DRAM供給の逼迫は2028年まで継続見込み
世界最大級のメモリメーカーの一つであるSK Hynixによると、DRAM供給の逼迫状態は2028年まで続く見通しです。
汎用DRAM供給は2028年まで需要に追いつかず
SK Hynixの内部分析によると、汎用DRAMの供給は限定的な成長にとどまり、需要に追いつくことができないとされています。主流のPC市場は、長期にわたるメモリの需給バランスの崩れに直面しており、この状況は2028年まで続くと報告されています。既にDRAM価格の高騰は深刻ですが、この状況はさらに悪化しており、一般消費者が手頃な価格でPCを入手することが極めて困難になっています。
SK Hynixの内部分析が示す市場予測
ユーザー@BullsLabが共有したSK Hynixの内部分析とされるスクリーンショットによると、高帯域幅メモリ(HBM)とSOCAMMモジュールを除き、汎用DRAMの成長は少なくとも2028年まで制約され続けるとの予測が示されています。

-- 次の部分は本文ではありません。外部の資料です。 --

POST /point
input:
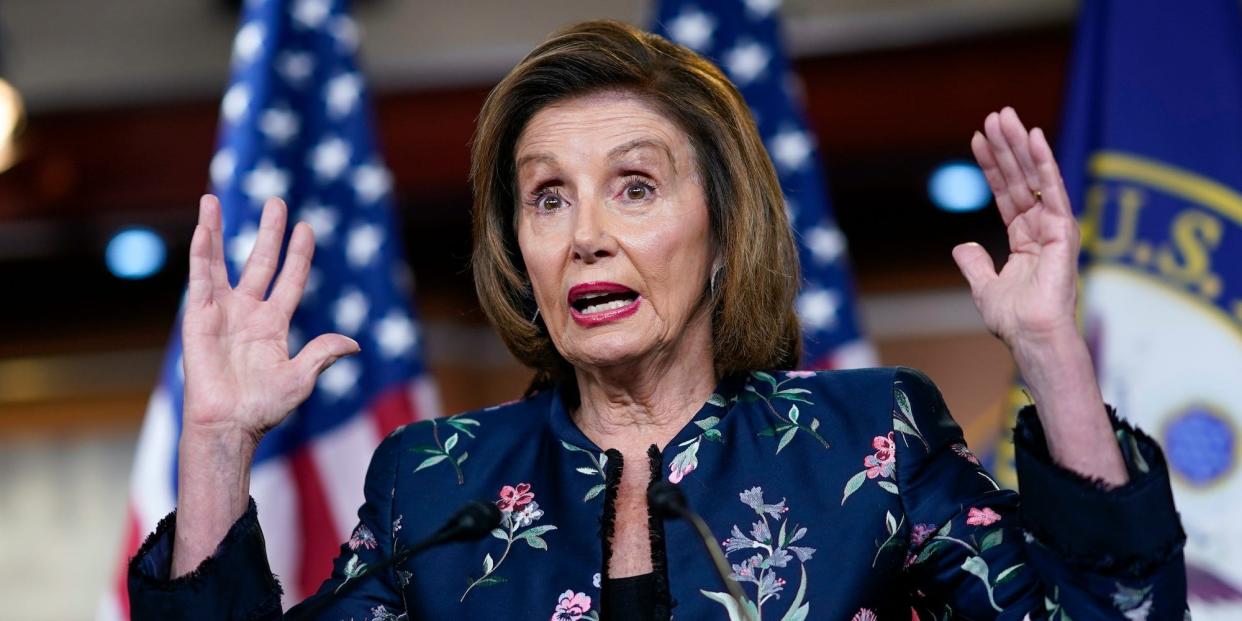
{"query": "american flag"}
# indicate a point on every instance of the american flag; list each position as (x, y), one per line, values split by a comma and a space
(743, 37)
(296, 123)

これは、主要メモリメーカーが既にAIサーバーの需要を満たすことに注力しており、消費者市場向けの生産能力に顕著な成長が見られる可能性が低いためです。


在庫水準と供給制約
既存のサプライヤー在庫は歴史的に低い水準まで減少していると報告されており、これが供給圧力をさらに強めています。報告によると、SK Hynixなどのメモリメーカーは、市場に新たなDRAM供給を大量投入するのではなく、収益性の維持に重点を置いた保守的な生産能力拡大戦略を採用しています。
サーバーDRAM需要の急成長
サーバーDRAM需要はほぼ指数関数的に成長しており、来年にはその成長がさらに急激になると予想されています。サーバー市場のシェアは、2025年の38%から2030年には53%に増加すると推定されています。

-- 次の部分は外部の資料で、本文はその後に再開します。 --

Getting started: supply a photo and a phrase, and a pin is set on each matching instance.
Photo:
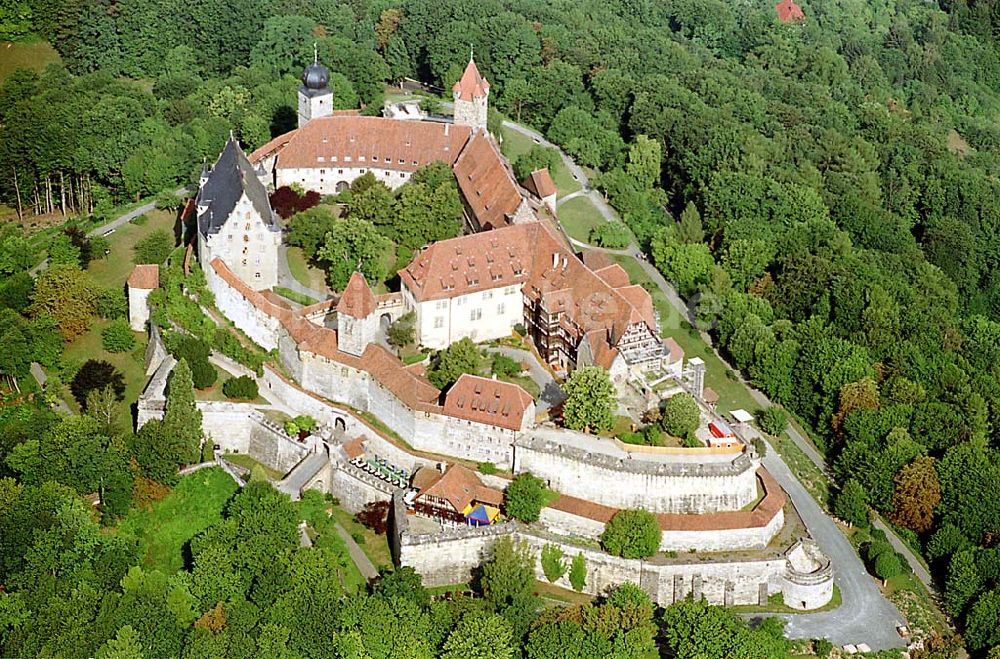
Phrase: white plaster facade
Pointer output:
(138, 307)
(480, 316)
(247, 244)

AIブームにより、クラウドプロバイダー全体でAIトレーニングデータセンターの構築が急増しており、この需要はDRAMのスーパーサイクルをもたらすと予想されています。

2026年以降の生産状況
一部の報告では、メーカーは既に2026年の主要なDRAM生産枠を売り切っており、従来のPC DRAM生産は今後数年間、需要を下回ると予想されています。
AI PC市場の拡大
AI PC市場シェアは既に急増しており、AI PCシステムは2026年にPC市場全体の約55%を占めると予想されています。これは、2025年の全体的なPC出荷台数がほぼ同等と予測されているにもかかわらずです。
NANDメモリの供給状況
NANDメモリに関しても、SK Hynixの分析では、サーバー側からの高い需要(およびより高い利益)により、消費者市場での供給成長が需要に遅れをとる可能性があることが明らかになっています。
消費者市場への影響
総じて、この分析は消費者市場にとって非常に懸念すべき傾向を示しています。以前は2027年まで続くと予想されていましたが、2028年末まで状況は改善しない見通しです。
ソース:wccftech - SK Hynix Warns DRAM Supply Growth Will Lag Demand Through 2028
解説:
以前から、AI企業が2028年分までのメモリを予約したという話が出ていましたので、最低でも2028年までは続くのかなと思っていましたが、途中から2027年までという話が出てきており、あれ?と思っていたのですが、やはり、2028年までで良いようですね。
一応予約したという話なので、間違いはなかったと思っていました。
こういう風に情報が錯綜するほど混乱しているということなのでしょうか。
2028年までといえばPS6はもうもろに影響を受けると考えた方がよいでしょう。
PS6はGDDR7を30GB搭載するといわれてきました。
PS6のメモリバス幅は160bitといわれています。
PS5は256bitですが、160bitにしたのは配線コストを抑えるためといわれています。
GDDR7だとチップ一個あたり32bitですから、160bitだと最大5個となります。
GDDR7最大容量のチップ1個あたり3GBのメモリを使っても15GBですから、クラムシェルモードを使って10個ぶら下げるということになります。
GDDR7の3GBチップを10個使うということになれば現在の相場だとかなり高くなるでしょう。
2028年ということになれば、影響は避けられないので、SONYがどのように対処するのかは興味深いところです。